I am in favor of informing your children about your fiduciary decisions. You may find that one of them does not want to serve as a fiduciary, or that your children feel another child would be a better choice for a particular job. And if one of your children is disappointed that they were not selected, or were named as a backup to another child rather than as your first choice, it gives you an opportunity to gently discuss the reasons behind that choice with that child. However, since all of your fiduciary selections are subject to change, you should also point out that your fiduciary choices represent your current decisions on these matters and could change over time.
Should you also tell your children about your decisions regarding the disposition of your assets after your death? I believe a general discussion often is helpful. This does not mean that you have to give copies of estate planning documents to your children, or provide them with details about your net worth, but a general discussion about when and how they will receive their inheritance can be helpful, especially if your will or trust do not treat all of your children in the same manner.
For example, your will or trust may leave assets in unequal shares to your children, or treat children from different marriages in surprisingly equal ways. Perhaps your trust treats all of your children equally, but requires the inheritance passing to some, or all, of them to be managed in trust rather than left outright to them. Perhaps your trust holds all of your assets solely for the benefit of your spouse and does not include your children until after your spouse’s death, or, if you own a family business, it leaves your business assets solely to the children involved in the business and your non-business assets to your other children. You believe that all of these decisions are appropriate, but they may upset, or at least disappoint, some of your children.

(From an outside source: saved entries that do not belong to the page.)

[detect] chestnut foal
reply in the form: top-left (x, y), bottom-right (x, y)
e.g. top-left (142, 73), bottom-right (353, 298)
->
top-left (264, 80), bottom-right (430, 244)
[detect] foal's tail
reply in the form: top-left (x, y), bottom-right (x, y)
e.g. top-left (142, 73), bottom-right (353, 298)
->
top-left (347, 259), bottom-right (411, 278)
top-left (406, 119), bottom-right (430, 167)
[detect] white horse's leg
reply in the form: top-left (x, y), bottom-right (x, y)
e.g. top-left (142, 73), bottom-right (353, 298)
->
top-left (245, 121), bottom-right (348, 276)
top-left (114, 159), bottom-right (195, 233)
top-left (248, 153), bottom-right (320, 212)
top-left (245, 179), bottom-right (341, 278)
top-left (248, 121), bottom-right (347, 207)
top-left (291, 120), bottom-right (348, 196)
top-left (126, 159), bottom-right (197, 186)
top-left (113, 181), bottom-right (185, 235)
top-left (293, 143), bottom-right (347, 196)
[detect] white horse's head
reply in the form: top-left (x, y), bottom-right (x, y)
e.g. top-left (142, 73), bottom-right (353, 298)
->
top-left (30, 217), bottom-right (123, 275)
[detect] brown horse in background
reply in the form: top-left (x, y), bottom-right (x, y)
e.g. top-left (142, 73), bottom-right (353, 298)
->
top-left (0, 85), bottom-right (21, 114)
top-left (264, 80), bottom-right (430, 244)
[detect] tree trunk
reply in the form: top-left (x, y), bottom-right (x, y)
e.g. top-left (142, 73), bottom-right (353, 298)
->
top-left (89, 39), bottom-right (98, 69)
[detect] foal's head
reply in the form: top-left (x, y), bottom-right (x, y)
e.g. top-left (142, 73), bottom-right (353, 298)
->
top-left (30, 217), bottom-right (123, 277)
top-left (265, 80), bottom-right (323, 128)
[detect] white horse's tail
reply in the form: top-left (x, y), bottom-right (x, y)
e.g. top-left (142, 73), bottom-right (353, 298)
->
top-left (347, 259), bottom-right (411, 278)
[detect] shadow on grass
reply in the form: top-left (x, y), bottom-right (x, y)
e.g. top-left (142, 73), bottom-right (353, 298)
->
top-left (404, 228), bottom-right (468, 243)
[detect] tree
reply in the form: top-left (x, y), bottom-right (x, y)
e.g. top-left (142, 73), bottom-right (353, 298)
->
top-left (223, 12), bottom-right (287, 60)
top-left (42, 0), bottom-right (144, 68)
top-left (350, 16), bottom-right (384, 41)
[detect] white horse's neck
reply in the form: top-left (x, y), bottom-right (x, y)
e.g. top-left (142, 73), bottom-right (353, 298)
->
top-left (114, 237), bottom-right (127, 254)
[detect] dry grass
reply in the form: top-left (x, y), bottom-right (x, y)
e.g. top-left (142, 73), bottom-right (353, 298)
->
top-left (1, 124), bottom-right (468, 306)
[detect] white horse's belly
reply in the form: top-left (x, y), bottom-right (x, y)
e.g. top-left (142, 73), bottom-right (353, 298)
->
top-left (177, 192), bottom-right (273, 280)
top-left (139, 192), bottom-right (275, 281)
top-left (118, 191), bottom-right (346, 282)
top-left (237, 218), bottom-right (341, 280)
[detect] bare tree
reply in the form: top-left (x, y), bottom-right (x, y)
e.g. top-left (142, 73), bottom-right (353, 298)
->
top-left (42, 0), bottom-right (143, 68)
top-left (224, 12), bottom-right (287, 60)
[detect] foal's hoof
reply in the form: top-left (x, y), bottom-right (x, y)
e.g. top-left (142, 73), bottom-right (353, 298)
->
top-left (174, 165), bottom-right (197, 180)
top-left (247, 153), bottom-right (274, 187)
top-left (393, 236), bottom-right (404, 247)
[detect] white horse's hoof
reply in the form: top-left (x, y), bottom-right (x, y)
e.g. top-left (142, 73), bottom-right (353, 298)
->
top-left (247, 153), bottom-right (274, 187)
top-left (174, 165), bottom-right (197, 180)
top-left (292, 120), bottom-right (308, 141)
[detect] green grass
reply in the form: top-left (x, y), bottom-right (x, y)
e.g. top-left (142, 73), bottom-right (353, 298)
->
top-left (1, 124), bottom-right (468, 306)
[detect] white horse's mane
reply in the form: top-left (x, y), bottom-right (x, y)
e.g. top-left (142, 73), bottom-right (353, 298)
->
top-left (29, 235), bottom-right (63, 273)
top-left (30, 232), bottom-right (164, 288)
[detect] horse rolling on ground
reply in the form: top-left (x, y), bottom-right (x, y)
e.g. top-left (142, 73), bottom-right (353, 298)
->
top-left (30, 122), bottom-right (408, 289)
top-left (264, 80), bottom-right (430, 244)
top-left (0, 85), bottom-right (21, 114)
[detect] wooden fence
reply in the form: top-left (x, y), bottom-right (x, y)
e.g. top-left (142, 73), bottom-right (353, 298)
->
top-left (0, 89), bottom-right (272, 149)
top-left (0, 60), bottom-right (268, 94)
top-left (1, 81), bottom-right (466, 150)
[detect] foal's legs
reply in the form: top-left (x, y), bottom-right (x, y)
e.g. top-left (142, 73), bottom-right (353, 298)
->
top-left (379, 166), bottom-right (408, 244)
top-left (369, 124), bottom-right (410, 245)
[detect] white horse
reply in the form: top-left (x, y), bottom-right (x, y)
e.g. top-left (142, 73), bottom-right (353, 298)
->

Given these dynamics, I firmly believe that it is better for your children to learn about your decisions from you during your lifetime rather than from your attorney or another family member after your death. These discussions can be difficult at times because they involve decisions that may favor one child over another, but my experience has been that your children will accept your decisions more easily—and will be less apt to challenge your will and trust after your death—if they have learned about your decisions directly from you and had an opportunity to discuss those decisions with you.